Flinders published a syndicated newspaper column from 1978 through 1989, focused on vegetarian cookery. Entitled Notes from Laurel's Kitchen, it appeared in 20 newspapers in 1987.[10]

  1. ^ a b "Flinders, Carol Lee 1943-" at Highbeam Research, Contemporary Authors (Jan 1, 2004). (Accessed 24 October 2012)
  2. ^ However, the excerpted chapter of Fliders' work in Ford-Grabowsky (2002) states on page 266 that she was born in 1945.
  3. ^ The reviewer for the Catholic magazine America wrote that he "would not have missed" Enduring Grace, and its "message... is what Carol Flinders says is the message of her gathering of mystics: you needn't go out looking for your calling, because it will be apparent to you once you have got yourself out of the way." Source: Thomas H. Stahel (July 17–24, 1993). "Of Many Things". America. 169. American Jesuits: 2. ISSN 0002-7049.
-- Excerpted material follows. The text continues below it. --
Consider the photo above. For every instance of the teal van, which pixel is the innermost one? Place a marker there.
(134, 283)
  4. ^ Flinders, Carol (1998). At the root of this longing: Reconciling a spiritual hunger and a feminist thirst. San Francisco, CA: HarperSanFrancisco. ISBN 0062513141. ISBN 006251315X
  5. ^ Flinders, Carol (2003). Rebalancing the world: Why women belong and men compete and how to restore the ancient equilibrium. HarperCollins. ISBN 9780062517371.
  6. ^ Back cover of Enduring Lives (2006) (accessed 14 November 2012).
  7. ^ Flinders, Carol (2006). Enduring Lives: Portraits of Women and Faith in Action. New York: Jeremy P. Tarcher/Penguin. ISBN 9781585424962. ISBN 158542496X
  8. ^ "Books by Carol Lee Flinders," Archived 2012-01-03 at the Wayback Machine page at Tim and Carol Lee Flinders' website, Two Rock Institute (accessed 18 November 2012)
  9. ^ The earliest and foundational book was Robertson, Laurel; Carol Flinders; Bronwen Godfrey (1976). Laurel's Kitchen: A Handbook for Vegetarian Cookery & Nutrition. Berkeley, CA: Nilgiri Press. ISBN 0915132079.
  10. ^ Jamie Neely (September 15, 1987). "Author pursues spiritual goals in 'laurel's kitchen'". Spokane Chronicle. pp. F1. OCLC 17365219. Retrieved 21 Oct 2012.